Cheung A K, Agodoa L Y, Daugirdas J T, Depner T A, Gotch F A, Greene T, Levin N W, Leypoldt J K
University of Utah, Salt Lake City, USA.
J Am Soc Nephrol. 1999 Jan;10(1):117-27. doi: 10.1681/ASN.V101117.
Although dialyzer reuse in chronic hemodialysis patients is commonly practiced in the United States, performance of reused dialyzers has not been extensively and critically evaluated. The present study analyzes data extracted from a multicenter clinical trial (the HEMO Study) and examines the effect of reuse on urea and beta2-microglobulin (beta2M) clearance by low-flux and high-flux dialyzers reprocessed with various germicides. The dialyzers evaluated contained either modified cellulosic or polysulfone membranes, whereas the germicides examined included peroxyacetic acid/acetic acid/hydrogen peroxide combination (Renalin), bleach in conjunction with formaldehyde, glutaraldehyde or Renalin, and heated citric acid. Clearance of beta2M decreased, remained unchanged, or increased substantially with reuse, depending on both the membrane material and the reprocessing technique. In contrast, urea clearance decreased only slightly (approximately 1 to 2% per 10 reuses), albeit statistically significantly with reuse, regardless of the porosity of the membrane and reprocessing method. Inasmuch as patient survival in the chronic hemodialysis population is influenced by clearances of small solutes and middle molecules, precise knowledge of the membrane material and reprocessing technique is important for the prescription of hemodialysis in centers practicing reuse.

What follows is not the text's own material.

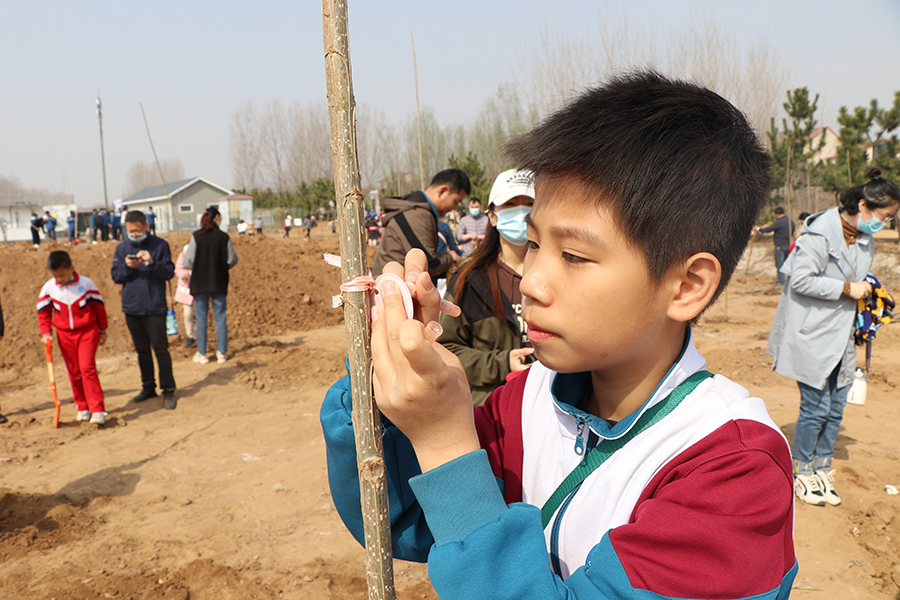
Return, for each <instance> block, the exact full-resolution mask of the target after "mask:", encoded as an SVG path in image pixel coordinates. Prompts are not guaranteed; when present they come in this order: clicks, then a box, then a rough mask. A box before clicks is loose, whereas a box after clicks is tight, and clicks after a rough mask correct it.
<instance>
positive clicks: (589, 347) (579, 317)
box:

尽管在美国慢性血液透析患者中普遍实行透析器复用,但复用透析器的性能尚未得到广泛而严格的评估。本研究分析了从一项多中心临床试验(血液透析(HEMO)研究)中提取的数据,并研究了复用对使用各种杀菌剂重新处理的低通量和高通量透析器清除尿素和β2-微球蛋白(β2M)的影响。所评估的透析器包含改性纤维素或聚砜膜,而所研究的杀菌剂包括过氧乙酸/乙酸/过氧化氢组合(Renalin)、与甲醛、戊二醛或Renalin联合使用的漂白剂,以及加热的柠檬酸。β2M的清除率随着复用而降低、保持不变或大幅增加,这取决于膜材料和重新处理技术。相比之下,尿素清除率仅略有下降(每复用10次约下降1%至2%),尽管随着复用在统计学上有显著差异,且与膜的孔隙率和重新处理方法无关。由于慢性血液透析人群的患者生存率受小分子和中分子清除率的影响,对于实行复用的中心而言,准确了解膜材料和重新处理技术对于血液透析的处方很重要。